Çoğu insan günlük, haftalık ya da aylık planlar yapar. Bazıları 5-10 yıl sonrasını düşünüp ona göre planlar yapar. Kimisi de emekliliğini düşünür, emeklilik planları yapar. Acaba ölümden sonrası için, mesela cennet için plan yapan kaç kişi var? Size sormak istiyorum: Cennete gidince ne yapmayı planlıyorsunuz? "Cennette geçireceğim ilk 5 yılın(yıl kavramının dünya ile ilişkili olduğunu biliyorum, buraya takılmayın) planlaması şudur" diyebileceğimiz türden bir planlamaya sahip misiniz? Müsait bir vaktinizde bu konu üzerine düşünebilir misiniz? Cennete gidince ilk işiniz Muhammed peygamberi görmek mi olacak? Ee, gördünüz, sonra? Peygamberle ne yapacaksınız? Hayata dair tavsiyeler falan mı isteyeceksiniz ondan? Oturup ne üzerine konuşacaksınız? Planlarınız nelerdir? Mesela ailenizle, sevdiklerinizle, dostlarınızla muazzam bir köşkte toplanıp akşam yemeği yemeyi mi planlıyorsunuz? Yemekte ne üzerine konuşacaksınız? Dert yok, tasa yok. Okul hakkında konuşamazsınız, iş kurmak hakkında konuşamazsınız, gelecek hakkında konuşamazsınız, felsefe falan hiç yapamazsınız muhtemelen çünkü tüm felsefi soruları cevaplamış ve her şeye sahip olmuş olacaksınız. Böyle bir durumda ne yapmayı planlıyorsunuz cennette? Bize cennete dair vizyonunuzdan biraz söz eder misiniz? Mesela ilk 100 yıl için planlamalarınız nelerdir efendim?

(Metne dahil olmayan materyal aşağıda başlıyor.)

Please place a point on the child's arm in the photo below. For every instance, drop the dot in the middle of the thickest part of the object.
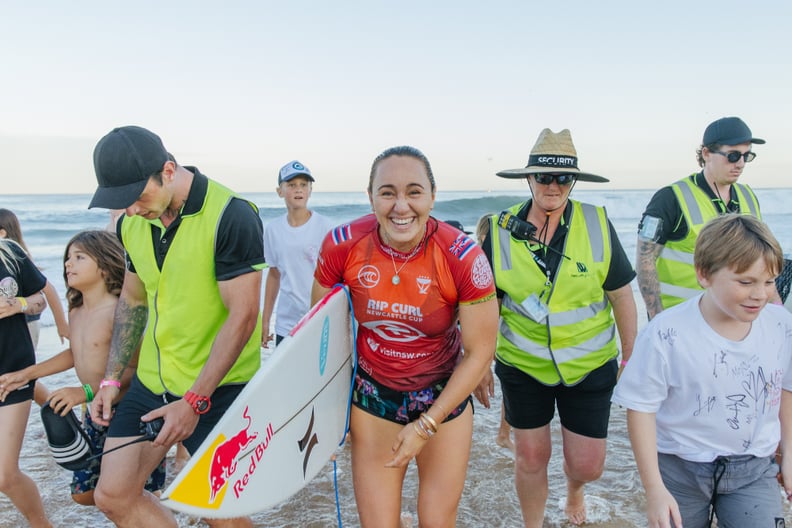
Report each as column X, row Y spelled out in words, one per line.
column 58, row 363
column 660, row 504
column 57, row 310
column 271, row 289
column 626, row 315
column 785, row 416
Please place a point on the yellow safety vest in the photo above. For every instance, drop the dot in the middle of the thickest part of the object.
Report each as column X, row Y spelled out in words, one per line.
column 579, row 333
column 185, row 308
column 675, row 269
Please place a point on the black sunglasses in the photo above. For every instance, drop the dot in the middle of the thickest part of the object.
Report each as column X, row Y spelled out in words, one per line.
column 734, row 155
column 561, row 179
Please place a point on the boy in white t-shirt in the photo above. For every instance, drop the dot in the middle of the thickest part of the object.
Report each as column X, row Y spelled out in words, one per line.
column 707, row 389
column 291, row 245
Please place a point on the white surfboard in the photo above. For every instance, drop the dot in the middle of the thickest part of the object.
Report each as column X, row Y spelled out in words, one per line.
column 283, row 427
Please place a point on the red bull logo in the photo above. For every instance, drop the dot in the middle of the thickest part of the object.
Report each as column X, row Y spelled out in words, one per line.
column 227, row 454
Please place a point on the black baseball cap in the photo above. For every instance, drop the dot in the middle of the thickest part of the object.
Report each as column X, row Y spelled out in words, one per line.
column 458, row 225
column 123, row 161
column 729, row 131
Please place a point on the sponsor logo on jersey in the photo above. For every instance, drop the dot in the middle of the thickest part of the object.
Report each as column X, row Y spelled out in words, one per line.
column 368, row 276
column 394, row 331
column 462, row 245
column 341, row 233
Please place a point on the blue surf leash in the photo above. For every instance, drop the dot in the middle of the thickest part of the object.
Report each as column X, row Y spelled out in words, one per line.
column 349, row 400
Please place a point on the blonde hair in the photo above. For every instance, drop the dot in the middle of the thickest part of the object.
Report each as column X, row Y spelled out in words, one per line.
column 8, row 257
column 736, row 242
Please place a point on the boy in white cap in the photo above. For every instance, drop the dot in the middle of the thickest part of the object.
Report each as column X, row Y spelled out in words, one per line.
column 291, row 245
column 676, row 214
column 707, row 390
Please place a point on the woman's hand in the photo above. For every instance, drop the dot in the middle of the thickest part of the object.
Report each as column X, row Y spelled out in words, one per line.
column 62, row 400
column 11, row 381
column 485, row 389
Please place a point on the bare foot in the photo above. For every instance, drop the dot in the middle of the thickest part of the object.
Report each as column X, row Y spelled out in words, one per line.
column 182, row 456
column 504, row 440
column 575, row 508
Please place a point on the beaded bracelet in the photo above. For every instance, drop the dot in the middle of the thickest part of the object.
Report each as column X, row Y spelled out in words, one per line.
column 88, row 393
column 107, row 383
column 420, row 432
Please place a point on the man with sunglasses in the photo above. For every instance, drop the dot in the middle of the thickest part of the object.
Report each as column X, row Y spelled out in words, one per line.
column 563, row 282
column 676, row 214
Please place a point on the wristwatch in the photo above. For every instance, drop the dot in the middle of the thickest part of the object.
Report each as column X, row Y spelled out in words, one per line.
column 200, row 404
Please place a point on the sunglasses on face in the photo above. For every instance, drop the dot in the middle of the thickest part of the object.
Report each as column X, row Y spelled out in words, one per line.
column 561, row 179
column 734, row 155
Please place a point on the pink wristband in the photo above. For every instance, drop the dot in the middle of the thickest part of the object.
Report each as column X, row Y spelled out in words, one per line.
column 107, row 383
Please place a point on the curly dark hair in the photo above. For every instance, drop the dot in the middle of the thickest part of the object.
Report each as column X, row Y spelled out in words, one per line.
column 104, row 248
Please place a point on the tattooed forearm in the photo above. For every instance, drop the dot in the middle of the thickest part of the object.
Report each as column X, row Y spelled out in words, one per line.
column 646, row 270
column 128, row 325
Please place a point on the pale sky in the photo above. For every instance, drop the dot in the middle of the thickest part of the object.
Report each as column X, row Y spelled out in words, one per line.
column 241, row 88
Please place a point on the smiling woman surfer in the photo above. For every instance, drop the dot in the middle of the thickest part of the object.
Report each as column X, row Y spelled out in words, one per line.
column 411, row 278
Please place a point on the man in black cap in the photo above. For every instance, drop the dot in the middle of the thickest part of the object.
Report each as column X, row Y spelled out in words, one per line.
column 188, row 314
column 676, row 214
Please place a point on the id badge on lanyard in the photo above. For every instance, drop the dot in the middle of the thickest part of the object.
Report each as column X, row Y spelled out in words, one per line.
column 536, row 308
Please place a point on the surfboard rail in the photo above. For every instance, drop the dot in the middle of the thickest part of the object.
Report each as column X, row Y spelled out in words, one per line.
column 283, row 427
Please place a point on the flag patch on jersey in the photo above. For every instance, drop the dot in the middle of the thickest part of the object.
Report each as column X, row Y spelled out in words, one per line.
column 342, row 233
column 462, row 245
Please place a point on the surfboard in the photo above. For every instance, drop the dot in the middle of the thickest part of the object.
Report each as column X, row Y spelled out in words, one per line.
column 282, row 428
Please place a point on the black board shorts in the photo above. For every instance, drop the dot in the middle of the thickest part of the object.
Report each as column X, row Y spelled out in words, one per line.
column 139, row 401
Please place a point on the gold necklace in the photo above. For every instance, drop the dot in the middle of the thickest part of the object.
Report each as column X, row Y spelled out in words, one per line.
column 395, row 280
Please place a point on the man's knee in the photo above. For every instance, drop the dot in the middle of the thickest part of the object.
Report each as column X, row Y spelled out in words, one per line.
column 584, row 469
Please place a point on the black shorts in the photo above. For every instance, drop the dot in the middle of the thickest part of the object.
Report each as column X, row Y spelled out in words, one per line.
column 139, row 401
column 397, row 406
column 583, row 408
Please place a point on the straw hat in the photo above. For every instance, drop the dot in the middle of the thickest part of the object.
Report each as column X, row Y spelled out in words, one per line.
column 553, row 153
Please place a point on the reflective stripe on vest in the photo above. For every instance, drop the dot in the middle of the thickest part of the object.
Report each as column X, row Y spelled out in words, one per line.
column 579, row 334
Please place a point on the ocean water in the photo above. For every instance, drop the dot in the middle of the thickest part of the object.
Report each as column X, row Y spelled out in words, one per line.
column 489, row 499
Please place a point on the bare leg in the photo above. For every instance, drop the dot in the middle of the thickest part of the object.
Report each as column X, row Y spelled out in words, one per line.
column 532, row 454
column 13, row 483
column 584, row 460
column 182, row 456
column 442, row 466
column 378, row 489
column 504, row 434
column 120, row 494
column 40, row 393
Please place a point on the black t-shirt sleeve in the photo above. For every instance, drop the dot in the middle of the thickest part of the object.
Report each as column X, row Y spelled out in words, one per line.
column 30, row 279
column 486, row 247
column 620, row 272
column 664, row 206
column 240, row 241
column 130, row 266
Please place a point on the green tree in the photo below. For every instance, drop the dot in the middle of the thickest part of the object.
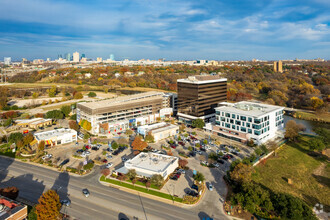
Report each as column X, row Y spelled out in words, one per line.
column 49, row 206
column 199, row 177
column 316, row 144
column 198, row 123
column 52, row 91
column 131, row 174
column 66, row 109
column 157, row 180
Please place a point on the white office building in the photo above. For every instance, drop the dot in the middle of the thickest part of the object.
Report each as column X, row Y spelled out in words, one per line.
column 148, row 164
column 243, row 121
column 56, row 136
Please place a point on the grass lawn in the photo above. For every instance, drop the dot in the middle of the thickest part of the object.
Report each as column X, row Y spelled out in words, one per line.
column 310, row 116
column 140, row 189
column 310, row 175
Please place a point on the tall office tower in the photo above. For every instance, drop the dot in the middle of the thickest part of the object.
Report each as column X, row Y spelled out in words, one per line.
column 278, row 66
column 76, row 57
column 7, row 60
column 68, row 57
column 199, row 95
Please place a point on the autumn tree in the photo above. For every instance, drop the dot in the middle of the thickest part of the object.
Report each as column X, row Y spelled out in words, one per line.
column 138, row 144
column 49, row 206
column 241, row 173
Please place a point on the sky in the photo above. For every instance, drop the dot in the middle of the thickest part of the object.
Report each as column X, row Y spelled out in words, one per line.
column 170, row 29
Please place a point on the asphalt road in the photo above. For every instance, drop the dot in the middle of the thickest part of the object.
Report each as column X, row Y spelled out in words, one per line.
column 103, row 202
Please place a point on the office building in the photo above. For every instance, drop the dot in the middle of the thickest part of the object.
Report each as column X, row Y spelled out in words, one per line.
column 199, row 95
column 244, row 121
column 148, row 164
column 159, row 130
column 12, row 210
column 68, row 57
column 56, row 136
column 76, row 57
column 278, row 66
column 118, row 114
column 7, row 61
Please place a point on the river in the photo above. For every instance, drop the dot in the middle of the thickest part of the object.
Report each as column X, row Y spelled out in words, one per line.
column 310, row 125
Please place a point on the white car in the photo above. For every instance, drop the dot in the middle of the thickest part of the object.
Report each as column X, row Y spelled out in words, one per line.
column 109, row 165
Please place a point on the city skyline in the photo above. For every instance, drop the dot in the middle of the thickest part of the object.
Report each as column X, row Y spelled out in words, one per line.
column 175, row 30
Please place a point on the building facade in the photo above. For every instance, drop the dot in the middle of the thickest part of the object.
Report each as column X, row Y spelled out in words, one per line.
column 119, row 114
column 159, row 130
column 56, row 137
column 244, row 121
column 199, row 95
column 148, row 164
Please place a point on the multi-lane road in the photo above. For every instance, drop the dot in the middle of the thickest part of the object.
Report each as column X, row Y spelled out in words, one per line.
column 103, row 202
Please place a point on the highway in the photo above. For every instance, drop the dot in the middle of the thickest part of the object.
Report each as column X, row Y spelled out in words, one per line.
column 103, row 202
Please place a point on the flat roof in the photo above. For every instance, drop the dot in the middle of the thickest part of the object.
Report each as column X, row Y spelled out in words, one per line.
column 122, row 99
column 45, row 135
column 248, row 108
column 150, row 161
column 201, row 79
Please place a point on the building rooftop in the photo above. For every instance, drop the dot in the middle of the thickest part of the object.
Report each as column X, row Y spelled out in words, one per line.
column 150, row 162
column 122, row 99
column 248, row 108
column 203, row 79
column 45, row 135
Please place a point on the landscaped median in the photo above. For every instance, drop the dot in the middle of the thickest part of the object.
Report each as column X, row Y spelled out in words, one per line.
column 140, row 189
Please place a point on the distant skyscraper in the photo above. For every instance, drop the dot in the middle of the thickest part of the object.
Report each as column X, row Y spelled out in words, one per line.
column 76, row 57
column 68, row 57
column 278, row 66
column 7, row 60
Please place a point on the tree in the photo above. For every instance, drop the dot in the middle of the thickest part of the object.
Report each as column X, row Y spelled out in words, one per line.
column 138, row 144
column 149, row 138
column 198, row 123
column 199, row 177
column 66, row 109
column 241, row 173
column 41, row 146
column 131, row 174
column 316, row 144
column 49, row 206
column 157, row 180
column 73, row 125
column 52, row 91
column 183, row 163
column 78, row 95
column 316, row 102
column 55, row 114
column 91, row 94
column 292, row 130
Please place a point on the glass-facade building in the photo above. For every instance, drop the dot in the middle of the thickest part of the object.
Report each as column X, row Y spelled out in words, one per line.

Allah çalışmalarınızı daim etsin
Hem Allaha inanmıyorlar hemde biz müslümanar adına konuşuyorlarlar. Vallahi Billahi kainatın sahbi Rahman bizleri n güzel şekilde yarattı. sonsuz huzuru vrmek ona OL demekle oluverir. Hocam seviliyorsunuz...

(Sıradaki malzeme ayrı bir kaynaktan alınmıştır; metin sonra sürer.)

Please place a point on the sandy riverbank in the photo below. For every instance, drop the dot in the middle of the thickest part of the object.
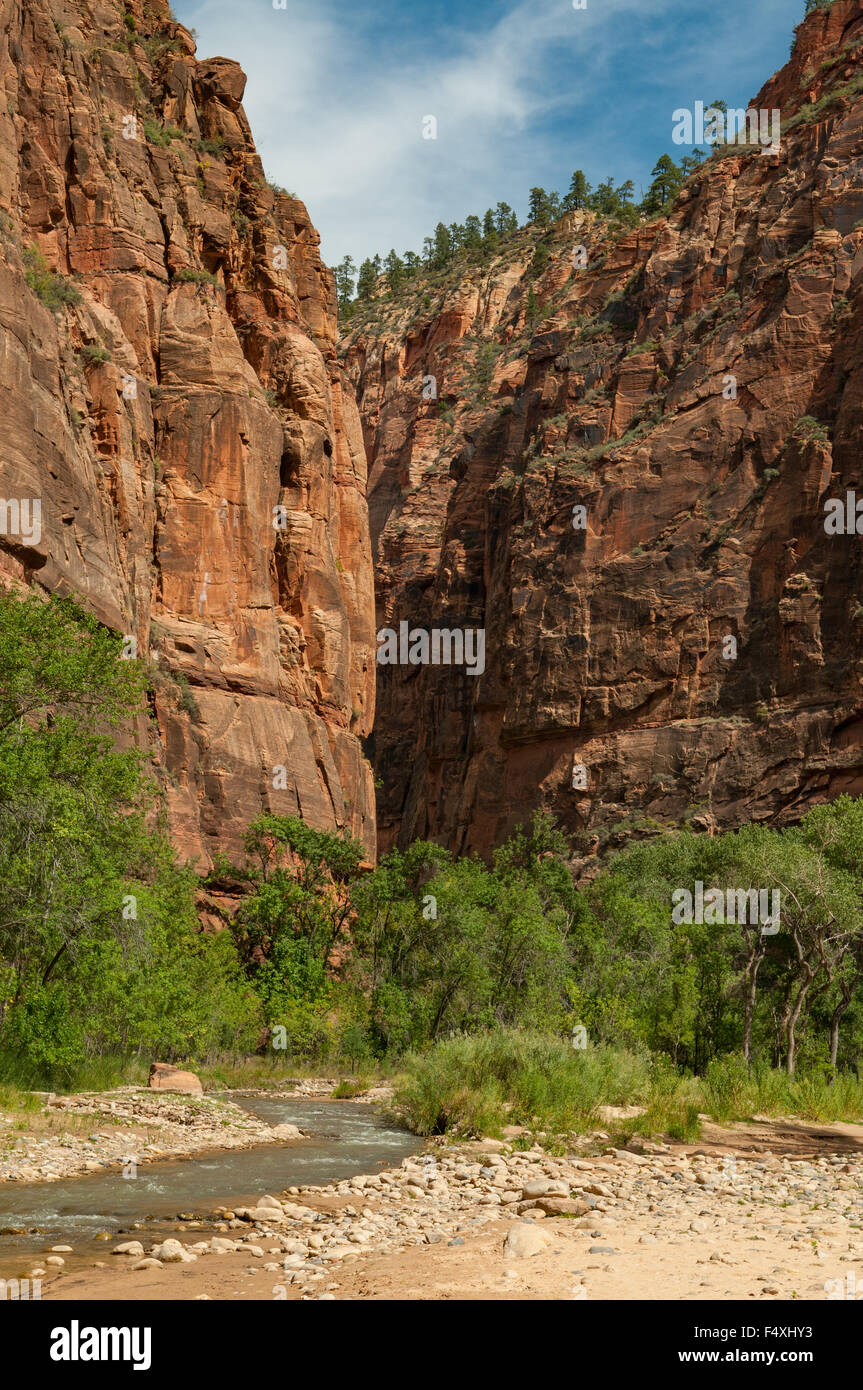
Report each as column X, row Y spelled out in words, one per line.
column 762, row 1211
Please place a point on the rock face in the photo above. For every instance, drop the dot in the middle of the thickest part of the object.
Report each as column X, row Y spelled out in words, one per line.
column 168, row 380
column 689, row 645
column 166, row 1077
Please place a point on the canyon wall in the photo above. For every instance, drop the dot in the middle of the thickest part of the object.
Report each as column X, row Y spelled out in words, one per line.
column 694, row 651
column 171, row 395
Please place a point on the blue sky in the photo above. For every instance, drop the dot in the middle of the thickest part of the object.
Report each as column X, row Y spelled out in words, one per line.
column 523, row 91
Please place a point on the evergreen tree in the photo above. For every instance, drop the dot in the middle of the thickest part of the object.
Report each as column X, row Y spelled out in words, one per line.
column 506, row 220
column 605, row 200
column 473, row 234
column 367, row 280
column 395, row 271
column 489, row 231
column 442, row 250
column 667, row 180
column 538, row 205
column 578, row 195
column 345, row 274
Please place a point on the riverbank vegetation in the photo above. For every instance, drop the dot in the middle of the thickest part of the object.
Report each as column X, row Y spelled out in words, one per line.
column 492, row 991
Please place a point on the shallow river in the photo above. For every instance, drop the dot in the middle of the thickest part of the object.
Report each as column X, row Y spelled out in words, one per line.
column 346, row 1139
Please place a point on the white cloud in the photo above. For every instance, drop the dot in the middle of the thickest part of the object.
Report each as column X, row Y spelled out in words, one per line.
column 337, row 113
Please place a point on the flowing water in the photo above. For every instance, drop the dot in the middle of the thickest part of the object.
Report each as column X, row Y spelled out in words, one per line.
column 345, row 1139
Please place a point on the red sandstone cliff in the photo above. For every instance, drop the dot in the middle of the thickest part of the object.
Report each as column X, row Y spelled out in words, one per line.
column 204, row 287
column 606, row 647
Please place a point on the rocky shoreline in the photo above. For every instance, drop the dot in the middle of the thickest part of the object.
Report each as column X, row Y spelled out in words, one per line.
column 494, row 1221
column 129, row 1123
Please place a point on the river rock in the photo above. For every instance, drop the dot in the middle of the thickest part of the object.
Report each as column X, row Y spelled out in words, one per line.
column 524, row 1240
column 563, row 1207
column 166, row 1077
column 171, row 1253
column 288, row 1132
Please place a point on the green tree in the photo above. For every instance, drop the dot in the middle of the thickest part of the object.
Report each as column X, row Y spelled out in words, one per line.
column 539, row 207
column 345, row 274
column 393, row 266
column 367, row 280
column 667, row 180
column 506, row 221
column 578, row 193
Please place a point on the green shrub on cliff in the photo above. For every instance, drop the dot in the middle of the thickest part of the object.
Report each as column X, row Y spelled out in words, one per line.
column 100, row 951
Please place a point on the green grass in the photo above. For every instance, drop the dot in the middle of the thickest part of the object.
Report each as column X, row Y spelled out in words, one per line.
column 477, row 1084
column 731, row 1091
column 161, row 135
column 471, row 1086
column 196, row 277
column 96, row 355
column 53, row 289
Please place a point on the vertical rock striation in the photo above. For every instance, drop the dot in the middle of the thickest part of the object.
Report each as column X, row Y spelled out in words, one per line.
column 168, row 378
column 698, row 389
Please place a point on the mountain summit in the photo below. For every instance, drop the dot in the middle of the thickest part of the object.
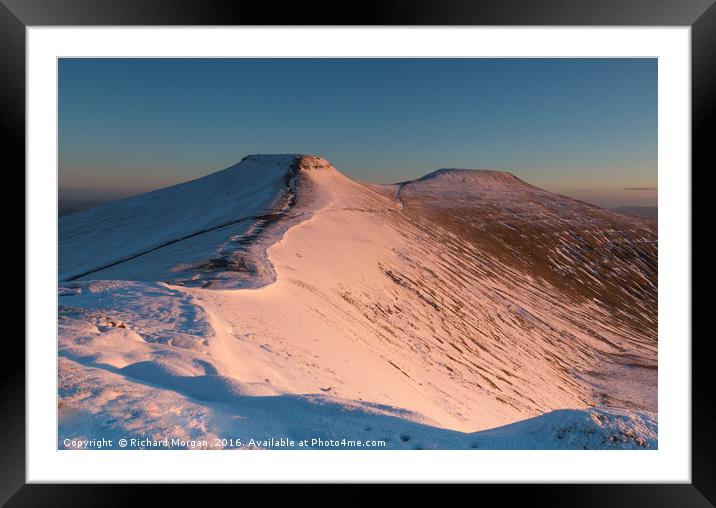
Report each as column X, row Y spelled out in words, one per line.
column 462, row 300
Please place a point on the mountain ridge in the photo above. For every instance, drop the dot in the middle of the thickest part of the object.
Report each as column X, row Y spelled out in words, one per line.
column 424, row 303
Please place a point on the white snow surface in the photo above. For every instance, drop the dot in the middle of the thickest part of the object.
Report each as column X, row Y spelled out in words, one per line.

Hocam bir seri yapacak olmanıza çok sevindim.
Of ya fena özlemişim şu tatlı insanı. Hocam bir de Allah'ı görme nimetine kavuşanlar Allah tecellisini çekmediği müddetçe sonsuza kadar hayranlık içinde kalakalırdı ve cennetteki diğer nimetleri tadamazdı bile. Allah razı olsun seviyorum sizi
Allah görülebilir bir şey mi?
@@mobilde4519 evet, yalnız bu görme onu fiziksel bir şekle sokup sınırlamaz. Biz kendi sınırlarımız içinde algılarız. Nasıl olacağını Allah bilir.

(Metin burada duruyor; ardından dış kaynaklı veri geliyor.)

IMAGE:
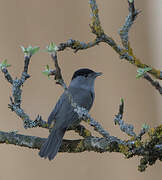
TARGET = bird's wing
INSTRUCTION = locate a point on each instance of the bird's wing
(56, 109)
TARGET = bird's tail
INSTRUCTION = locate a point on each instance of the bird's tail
(52, 144)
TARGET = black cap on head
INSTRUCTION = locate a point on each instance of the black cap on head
(82, 72)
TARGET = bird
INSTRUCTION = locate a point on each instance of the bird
(63, 115)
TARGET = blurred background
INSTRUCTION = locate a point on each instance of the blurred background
(40, 22)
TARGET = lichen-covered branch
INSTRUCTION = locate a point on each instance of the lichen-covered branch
(127, 128)
(150, 150)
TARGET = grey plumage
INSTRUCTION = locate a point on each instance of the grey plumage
(82, 91)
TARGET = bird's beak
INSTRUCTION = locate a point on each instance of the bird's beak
(98, 74)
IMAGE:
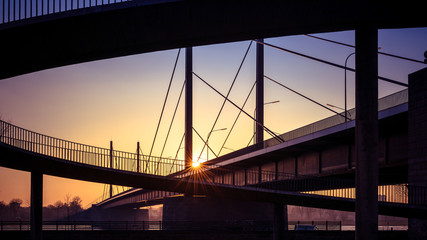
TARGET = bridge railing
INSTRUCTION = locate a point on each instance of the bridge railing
(76, 152)
(14, 10)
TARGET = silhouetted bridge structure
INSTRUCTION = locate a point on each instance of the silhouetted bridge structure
(26, 150)
(68, 32)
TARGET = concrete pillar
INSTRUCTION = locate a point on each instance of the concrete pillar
(259, 111)
(417, 153)
(188, 144)
(366, 132)
(280, 221)
(36, 217)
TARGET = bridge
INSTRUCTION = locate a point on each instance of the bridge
(162, 25)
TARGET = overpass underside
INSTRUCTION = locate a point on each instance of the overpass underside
(104, 32)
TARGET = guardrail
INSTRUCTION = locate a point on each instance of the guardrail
(81, 153)
(14, 10)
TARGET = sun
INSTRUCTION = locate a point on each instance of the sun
(195, 164)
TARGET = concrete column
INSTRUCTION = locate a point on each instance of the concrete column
(259, 111)
(188, 144)
(111, 166)
(280, 221)
(36, 217)
(366, 132)
(417, 153)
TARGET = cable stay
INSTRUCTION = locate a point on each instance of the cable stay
(170, 126)
(247, 114)
(235, 121)
(228, 94)
(177, 151)
(352, 46)
(164, 104)
(311, 100)
(328, 63)
(204, 143)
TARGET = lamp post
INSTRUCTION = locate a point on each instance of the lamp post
(272, 102)
(207, 141)
(230, 149)
(345, 85)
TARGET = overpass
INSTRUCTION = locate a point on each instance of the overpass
(29, 151)
(322, 150)
(125, 29)
(52, 37)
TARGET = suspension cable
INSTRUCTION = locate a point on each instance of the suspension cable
(228, 94)
(164, 103)
(329, 63)
(177, 151)
(352, 46)
(311, 100)
(247, 114)
(173, 118)
(235, 121)
(204, 142)
(170, 126)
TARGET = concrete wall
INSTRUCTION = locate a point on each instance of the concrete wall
(213, 209)
(417, 145)
(197, 235)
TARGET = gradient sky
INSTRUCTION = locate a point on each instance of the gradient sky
(120, 99)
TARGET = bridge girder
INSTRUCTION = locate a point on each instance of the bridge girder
(112, 31)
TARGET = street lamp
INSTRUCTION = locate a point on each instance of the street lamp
(253, 136)
(345, 83)
(207, 140)
(230, 149)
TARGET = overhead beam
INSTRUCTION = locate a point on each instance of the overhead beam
(111, 31)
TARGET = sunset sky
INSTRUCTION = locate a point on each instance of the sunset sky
(120, 99)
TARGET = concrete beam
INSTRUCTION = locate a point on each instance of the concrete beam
(111, 31)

@@ruozyu2847 Her görme bir algılamadır fakat her algılama bir görme değildir. Sezgisel veya zihinsel algıdan algıdan bahsediyorsan öbür dünyaya gerek yok.
Enis hocam sonda bahsettiğiniz manevî tecrübeleri yaşayan ve daimi bir huzur içinde olan insanların yaşadığı tecrübeyi de HAMD ve şükür hâli olarak nitelendirebiliriz. Şükür sadece nimet anındaki hâl olmakla birlikte HAMD her hâlde ve şartta, mutluluk ve musibette Allah'a şükrü ve boyun eğmeyi ifade eder ki bu tecrübeyi yaşayan insanlar da sanırım bu haletiruhiye içindedir.
Bu sorunun kendisinden çok sorulması daha ilginç çünkü gerçekten biraz geniş düşündüğümüzde bu çok anlamlı bir soru olmuyor. Yani şu ana göre düşünmek ölümden sonraki hayat tasviri için iyi bir kıyaslama olmazdı.
Dostum üniteryen bir hristiyan ile müslüman arasında teolojik olarak farklar ne?
@@ahmetbugrasahin8569Temelde çok yok ama ayrıntılarda çok var. Farklı olanlardan birkaç örnek vermem gerekirse:
+ Ölümsüz ruh doktrinine inanmıyoruz.
+ İnsanın mirasının cennet değil yeryüzü olduğuna inanıyorz ve oraya gidiyoruz. Her şeyin harika olacağı bir yeryüzü tabii ki (Eden to Eden).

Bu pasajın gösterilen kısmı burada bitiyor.